Till recently, I managed an academic journal, which involved among other things, reading research articles and editing copy. While the creativity of writing fiction does not come into play here – in fact it should be held severely in check – what is common is that all writing needs to be structured, there has to be coherence and logic in the narrative, and you find that those skills are actually primed and developed in such a role.
It might help if aspiring writers could get jobs in contiguous spaces but without tapping into the same creative energies. As writers of fiction we know that our stories or characters or ideas are always with us, unobtrusively, whatever else we do. I think it’s necessary to do something connected with your fiction project every day – even if it is to read of jot down rough notes, and once the idea comes to a head, to write every day, even if you edit it out the next day – but not obsess over it if it isn’t happening.
9. For a young reader exploring your diverse body of work, which book would you recommend they start with? Do you have a personal favourite among your works, and what makes that special to you?
It’s difficult to say – depends on what the reader is looking for. If you like neat, structured plots, it would be Monkey-man. For readers who want character-driven books with messy plots, a lot of back and forth, it would be A Girl and a River and Boys from Good Families. For those who dwell on details, it would be The Chosen and Monkey-man, and for a taste of small-town life, my first novel, Sojourn.
10. What is your earliest memory of cities in fiction? Are there any favourite books about Bangalore or other cities that you would recommend to our readers?

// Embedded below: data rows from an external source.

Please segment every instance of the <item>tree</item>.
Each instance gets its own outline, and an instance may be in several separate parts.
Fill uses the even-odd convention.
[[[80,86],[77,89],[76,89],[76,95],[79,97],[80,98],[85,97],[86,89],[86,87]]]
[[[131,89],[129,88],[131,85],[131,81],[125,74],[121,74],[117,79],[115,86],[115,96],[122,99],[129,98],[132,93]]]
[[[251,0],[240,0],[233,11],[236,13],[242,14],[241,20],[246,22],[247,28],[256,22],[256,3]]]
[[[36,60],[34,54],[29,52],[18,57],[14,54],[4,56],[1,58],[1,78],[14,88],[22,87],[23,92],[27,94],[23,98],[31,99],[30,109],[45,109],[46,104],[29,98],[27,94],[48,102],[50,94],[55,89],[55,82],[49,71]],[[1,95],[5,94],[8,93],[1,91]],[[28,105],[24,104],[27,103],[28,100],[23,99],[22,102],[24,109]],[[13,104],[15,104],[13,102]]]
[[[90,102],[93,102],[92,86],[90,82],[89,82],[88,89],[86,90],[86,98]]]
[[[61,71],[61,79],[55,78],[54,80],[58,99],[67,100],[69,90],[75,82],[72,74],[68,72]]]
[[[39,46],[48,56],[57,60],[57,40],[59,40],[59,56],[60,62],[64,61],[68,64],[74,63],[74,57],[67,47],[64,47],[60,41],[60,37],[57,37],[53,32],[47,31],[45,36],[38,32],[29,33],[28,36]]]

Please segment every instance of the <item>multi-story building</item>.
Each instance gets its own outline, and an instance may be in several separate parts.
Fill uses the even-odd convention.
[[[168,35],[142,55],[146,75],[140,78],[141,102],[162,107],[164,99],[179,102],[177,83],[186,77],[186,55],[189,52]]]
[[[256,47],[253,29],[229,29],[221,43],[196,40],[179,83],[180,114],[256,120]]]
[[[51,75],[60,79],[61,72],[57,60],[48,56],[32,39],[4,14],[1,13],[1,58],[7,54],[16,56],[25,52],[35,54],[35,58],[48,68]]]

One of the earliest descriptions of city life that I encountered was in the Sangam era poem Maduraikanchi – it captures the bustling city and describes the setting and activities of ancient Madurai so vividly. My most recent engagement was with New York, the setting of Breakfast at Tiffany’s which I re-read while writing BFGF. Paul Auster’s New York Trilogy comes to mind. I recently “listened” to Mrs. Dalloway, an old favourite, set in London – which was very different from reading it. Cities have been host to so much fiction and movies – there are so many to recount. Bangalore is fertile ground for legends of its own, and there are writers working on different genres – crime, science fiction, fantasy -- experimenting with different modes. I am familiar with some of the writing and hope to read more. There is Vivek Shanbagh’s Ghachar Ghochar, Anjum Hasan’s work, Anita Nair has a Bangalore-based detective and Harini Nagendra has the Bangalore Detectives Club series. Recently, I was intrigued by Lavanya Lakshminarayan's Analog/ Virtual, a dark, futuristic projection of Bangalore.
11. Before you go, I remember the orange gojju recipe you published in Mint Lounge—I tried it, and I must tell the readers, it was spectacular! Does a writer carry that creativity into the kitchen?
Happy to know the orange peel gojju turned out well! It is not something from a gourmet cookbook – more a homely recipe that is improvised upon in the family kitchen and handed down through word of mouth. I can’t say about creativity, but in this case, it was the urge to share something authentic with readers, with others who would care to try, something that you have enjoyed and which one can’t get off the shelf or as a ready mix.